Conselho de Direitos Humanos será ampliado e terá novos representantes sociais em Porto Alegre
Nova legislação propõe reformulação completa da política municipal em Porto Alegre
Está em tramitação na Câmara Municipal de Porto Alegre um projeto de lei que propõe a atualização da Política Municipal dos Direitos Humanos, com impacto direto na estrutura e composição do Conselho Municipal dos Direitos Humanos (CMDH). A iniciativa é do Executivo e revoga a lei nº 325/1994, em vigor há mais de 30 anos.
O projeto prevê que o CMDH passe a ter 21 membros, com nove representantes do poder público, nove de entidades civis e três oriundos de movimentos sociais específicos: Fórum ONG AIDS RS, Movimento LGBTGIAPN+ e o Movimento de Profissionais do Sexo. O conselho permanecerá vinculado à Secretaria Municipal de Desenvolvimento Social, atuando de forma permanente e com funções consultivas, fiscalizadoras e deliberativas.

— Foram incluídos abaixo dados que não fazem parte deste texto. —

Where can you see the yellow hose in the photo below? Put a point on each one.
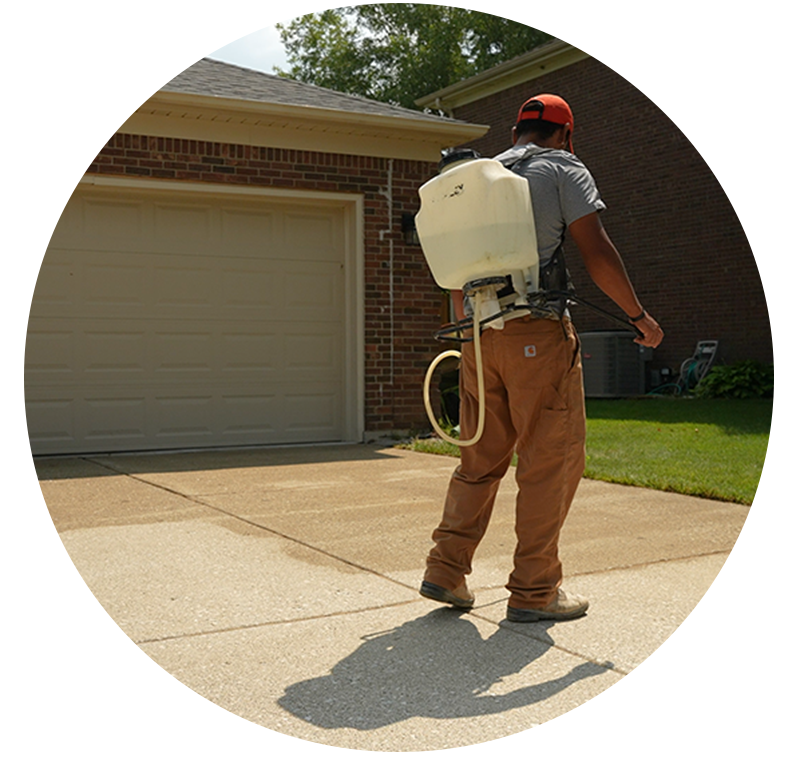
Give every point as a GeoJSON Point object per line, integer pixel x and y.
{"type": "Point", "coordinates": [426, 390]}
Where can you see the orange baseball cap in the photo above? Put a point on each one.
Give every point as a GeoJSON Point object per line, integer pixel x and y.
{"type": "Point", "coordinates": [548, 108]}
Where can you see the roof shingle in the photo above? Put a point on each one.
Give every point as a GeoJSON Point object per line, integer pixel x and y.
{"type": "Point", "coordinates": [217, 79]}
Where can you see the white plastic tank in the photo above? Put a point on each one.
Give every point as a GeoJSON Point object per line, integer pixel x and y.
{"type": "Point", "coordinates": [476, 221]}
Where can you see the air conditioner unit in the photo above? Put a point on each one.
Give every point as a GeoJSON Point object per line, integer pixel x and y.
{"type": "Point", "coordinates": [613, 364]}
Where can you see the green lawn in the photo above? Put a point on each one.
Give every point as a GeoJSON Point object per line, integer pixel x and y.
{"type": "Point", "coordinates": [708, 448]}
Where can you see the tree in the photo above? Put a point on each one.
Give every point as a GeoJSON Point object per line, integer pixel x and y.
{"type": "Point", "coordinates": [399, 52]}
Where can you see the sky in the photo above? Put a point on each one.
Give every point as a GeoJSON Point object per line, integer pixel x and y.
{"type": "Point", "coordinates": [262, 50]}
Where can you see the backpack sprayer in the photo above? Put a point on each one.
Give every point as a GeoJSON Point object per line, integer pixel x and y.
{"type": "Point", "coordinates": [478, 234]}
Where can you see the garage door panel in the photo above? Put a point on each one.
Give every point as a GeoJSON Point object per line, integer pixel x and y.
{"type": "Point", "coordinates": [185, 227]}
{"type": "Point", "coordinates": [56, 285]}
{"type": "Point", "coordinates": [49, 353]}
{"type": "Point", "coordinates": [187, 322]}
{"type": "Point", "coordinates": [112, 352]}
{"type": "Point", "coordinates": [318, 234]}
{"type": "Point", "coordinates": [249, 232]}
{"type": "Point", "coordinates": [107, 223]}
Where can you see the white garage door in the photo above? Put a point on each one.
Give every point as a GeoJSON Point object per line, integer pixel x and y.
{"type": "Point", "coordinates": [179, 320]}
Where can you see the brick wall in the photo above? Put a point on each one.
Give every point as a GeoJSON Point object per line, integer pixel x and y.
{"type": "Point", "coordinates": [680, 238]}
{"type": "Point", "coordinates": [399, 342]}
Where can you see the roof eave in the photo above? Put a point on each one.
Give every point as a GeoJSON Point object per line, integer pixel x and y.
{"type": "Point", "coordinates": [214, 118]}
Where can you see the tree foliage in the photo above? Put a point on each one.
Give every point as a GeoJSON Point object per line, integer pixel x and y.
{"type": "Point", "coordinates": [399, 52]}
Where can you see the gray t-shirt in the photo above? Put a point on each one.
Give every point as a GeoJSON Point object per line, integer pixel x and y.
{"type": "Point", "coordinates": [562, 191]}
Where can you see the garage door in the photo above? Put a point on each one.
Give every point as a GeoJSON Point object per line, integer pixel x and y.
{"type": "Point", "coordinates": [180, 320]}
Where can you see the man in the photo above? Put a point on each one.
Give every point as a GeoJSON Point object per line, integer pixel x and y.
{"type": "Point", "coordinates": [534, 387]}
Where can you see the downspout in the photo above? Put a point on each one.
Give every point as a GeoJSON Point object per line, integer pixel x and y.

A reformulação propõe estratégias para garantir a observância e a aplicação dos direitos fundamentais, conforme os dispositivos da Constituição Federal e normas internacionais. O texto atribui à Prefeitura a responsabilidade de elaborar instrumentos efetivos para proteção dos direitos humanos em toda a cidade.
Segundo justificativa apresentada pelo Executivo, a mudança atende à necessidade de atualizar conceitos, aumentar a inclusão e integrar os demais conselhos municipais às decisões do CMDH. Atualmente, o número reduzido de representantes do governo no conselho motivou a proposta de revisão do modelo.
Com a informação CMPA.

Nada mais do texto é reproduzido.